Giter Club home page Giter Club logo

cde_cli_simple's Introduction

A Simple Introduction to the CDE CLI

Objective

This is a basic introduction to the CDE CLI. It is meant to be a quickstart for anyone starting from scratch.

For a more detailed resource or a reference for converting Spark Submits to CDE Spark Submits please visit this CDE CLI Demo.

Requirements

This demo requires the following:

  • A CDE Virtual Cluster in CDP Private or Public Cloud (Azure or AWS)
  • Installing the CDE CLI on your local machine. Please visit these instructions for help.
  • Basic familiarity with Spark, Python, and SQL will help. However, no modifications to the code are required.
  • Preloading data to Cloud Storage is not required. The data will be created as part of the PySpark job.

Project Setup

Clone this GitHub repository to your local machine or download the files directly from GitHub.

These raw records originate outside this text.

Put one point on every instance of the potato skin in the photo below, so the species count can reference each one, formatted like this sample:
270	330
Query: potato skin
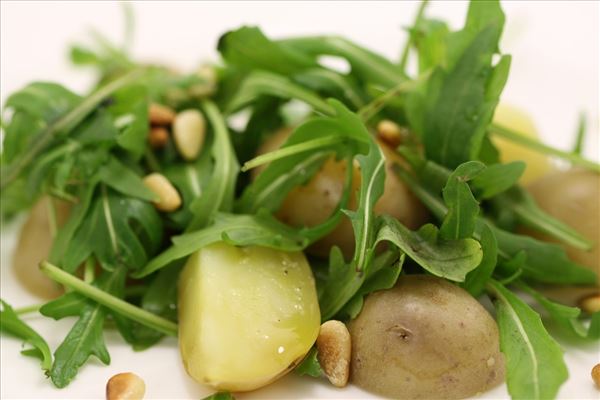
35	242
314	202
572	196
423	339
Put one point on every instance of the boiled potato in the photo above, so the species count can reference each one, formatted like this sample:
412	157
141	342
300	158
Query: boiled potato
246	315
572	196
33	246
425	339
514	118
314	202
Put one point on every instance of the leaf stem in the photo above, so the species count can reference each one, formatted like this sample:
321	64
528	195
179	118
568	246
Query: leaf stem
291	150
522	140
115	304
64	124
409	41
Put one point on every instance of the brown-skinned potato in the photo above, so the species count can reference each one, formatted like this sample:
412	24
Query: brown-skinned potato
425	339
572	196
314	202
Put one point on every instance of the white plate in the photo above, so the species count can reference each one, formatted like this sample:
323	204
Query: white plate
555	48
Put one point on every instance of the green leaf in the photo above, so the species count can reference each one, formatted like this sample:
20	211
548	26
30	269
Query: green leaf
535	368
497	178
11	323
85	337
124	180
220	192
262	83
118	230
270	188
242	230
566	317
220	396
477	279
310	365
449	259
463	209
247	48
458	103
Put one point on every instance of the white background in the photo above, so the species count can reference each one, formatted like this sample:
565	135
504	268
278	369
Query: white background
554	76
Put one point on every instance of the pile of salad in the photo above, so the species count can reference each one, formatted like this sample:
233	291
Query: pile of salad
279	215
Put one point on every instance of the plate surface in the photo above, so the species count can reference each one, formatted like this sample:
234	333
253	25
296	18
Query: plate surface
554	76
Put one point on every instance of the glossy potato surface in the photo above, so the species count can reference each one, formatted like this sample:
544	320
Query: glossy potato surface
572	196
33	246
425	339
312	203
514	118
246	315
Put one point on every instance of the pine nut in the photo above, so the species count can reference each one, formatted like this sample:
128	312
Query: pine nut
189	129
125	386
160	115
158	137
590	304
334	348
168	197
596	375
390	132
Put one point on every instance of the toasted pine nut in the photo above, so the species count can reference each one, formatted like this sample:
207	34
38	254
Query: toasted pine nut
160	115
168	197
590	304
125	386
158	137
189	129
334	348
390	132
596	375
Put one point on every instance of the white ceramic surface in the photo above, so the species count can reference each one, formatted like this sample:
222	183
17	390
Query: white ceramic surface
555	47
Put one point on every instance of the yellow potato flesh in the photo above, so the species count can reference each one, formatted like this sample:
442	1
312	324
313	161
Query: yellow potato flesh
513	118
246	315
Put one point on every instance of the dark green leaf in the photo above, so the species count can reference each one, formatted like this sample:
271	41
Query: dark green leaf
11	323
85	337
463	209
310	365
535	368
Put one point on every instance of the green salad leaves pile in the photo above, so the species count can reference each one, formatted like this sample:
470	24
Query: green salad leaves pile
92	151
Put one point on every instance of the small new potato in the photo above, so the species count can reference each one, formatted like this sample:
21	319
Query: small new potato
33	246
315	201
514	118
247	315
425	339
572	196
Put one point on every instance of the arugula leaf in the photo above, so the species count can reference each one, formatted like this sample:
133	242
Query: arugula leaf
12	324
535	368
477	279
85	337
118	231
220	192
566	317
450	259
497	178
459	222
262	83
238	229
310	365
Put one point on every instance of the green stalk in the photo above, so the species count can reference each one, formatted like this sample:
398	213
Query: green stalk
64	124
291	150
533	144
114	303
409	42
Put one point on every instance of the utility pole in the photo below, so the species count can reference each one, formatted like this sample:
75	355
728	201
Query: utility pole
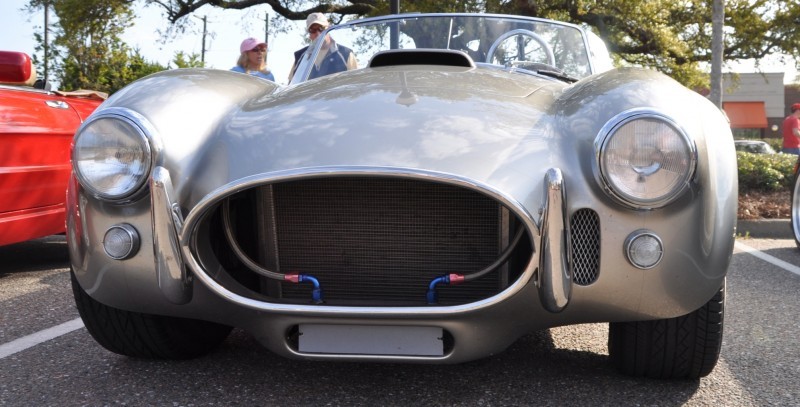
717	49
266	34
46	40
203	49
394	33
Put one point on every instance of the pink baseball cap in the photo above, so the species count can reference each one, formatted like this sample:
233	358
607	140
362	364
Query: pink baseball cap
250	43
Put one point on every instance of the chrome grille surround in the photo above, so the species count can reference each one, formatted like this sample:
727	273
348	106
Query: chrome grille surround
211	271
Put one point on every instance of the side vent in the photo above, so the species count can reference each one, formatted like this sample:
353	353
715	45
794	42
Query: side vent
585	226
397	57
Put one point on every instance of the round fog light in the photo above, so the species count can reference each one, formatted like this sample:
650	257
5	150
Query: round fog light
644	249
121	241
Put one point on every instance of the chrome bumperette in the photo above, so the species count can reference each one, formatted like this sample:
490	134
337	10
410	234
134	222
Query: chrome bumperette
555	273
173	280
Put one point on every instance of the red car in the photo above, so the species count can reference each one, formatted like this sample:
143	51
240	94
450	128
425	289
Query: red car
36	129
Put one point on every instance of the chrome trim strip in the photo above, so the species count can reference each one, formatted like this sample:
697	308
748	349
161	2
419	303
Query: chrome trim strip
555	265
188	239
173	280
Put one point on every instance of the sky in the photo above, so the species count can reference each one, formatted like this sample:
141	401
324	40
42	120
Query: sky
226	30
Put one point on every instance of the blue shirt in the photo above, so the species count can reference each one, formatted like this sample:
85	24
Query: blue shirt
258	74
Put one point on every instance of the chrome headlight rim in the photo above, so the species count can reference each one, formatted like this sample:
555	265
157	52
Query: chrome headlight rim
146	139
606	134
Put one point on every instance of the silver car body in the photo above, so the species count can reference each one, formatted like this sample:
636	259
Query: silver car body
527	143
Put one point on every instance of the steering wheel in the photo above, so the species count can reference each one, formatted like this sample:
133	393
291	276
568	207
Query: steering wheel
551	59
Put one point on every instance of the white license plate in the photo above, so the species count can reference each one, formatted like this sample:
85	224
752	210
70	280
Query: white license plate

To clone this GitHub repository, create and navigate to a local directory and then run the following command:

git clone https://github.com/pdefusco/CDE_CLI_Simple.git

Using the CDE CLI

Step 1: Familiarize yourself with the CDE CLI options

On your local machine where you have installed the CLI, issue the following command.

cde --help

Review the output. Notice that there are eight high level command categories.

Available Commands:
  airflow     Airflow commands
  backup      Create and Restore CDE backups
  credential  Manage CDE credentials
  help        Help about any command
  job         Manage CDE jobs
  resource    Manage CDE resources
  run         Manage CDE runs
  spark       Spark commands

The airflow and spark commands allow you to trigger a CDE Airflow DAG or CDE Spark Submit respectively. They are useful for submitting a job to CDE with minimum work. For example, you may have developed a new Spark job and you would like to give it a quick test run. You can learn more by issuing:

cde airflow --help

or

cde spark --help

The job command allows you to create a CDE Job so you can run Airflow and Spark jobs. Why create a CDE Job if you can just use the previous commands? A CDE Job allows you to specify additional options, for example setting an execution schedule or listing previous runs. You can learn more by issuing:

cde job --help

The resource command allows you to create a CDE Resource. CDE Resources are used to upload files, dependencies, requirements and more to the CDE Virtual Cluster. For more on CDE Resources please visit this link Try:

cde resource --help

The run command allows you to describe, list and learn more about each execution. It can be used in the context of CI/CD, integrations with 3rd party tools, and Job Observability.

cde run --help

Step 2: Run a Simple Spark Submit

Issue the following command to run the local PySpark file in CDE. Notice this does not require the data being in cloud storage as a prerequisite.

cde spark submit sql.py

Step 3: Create a CDE Resource

Create a CDE Resource of type file with the following command. The resource will be named "cde_cli_simple".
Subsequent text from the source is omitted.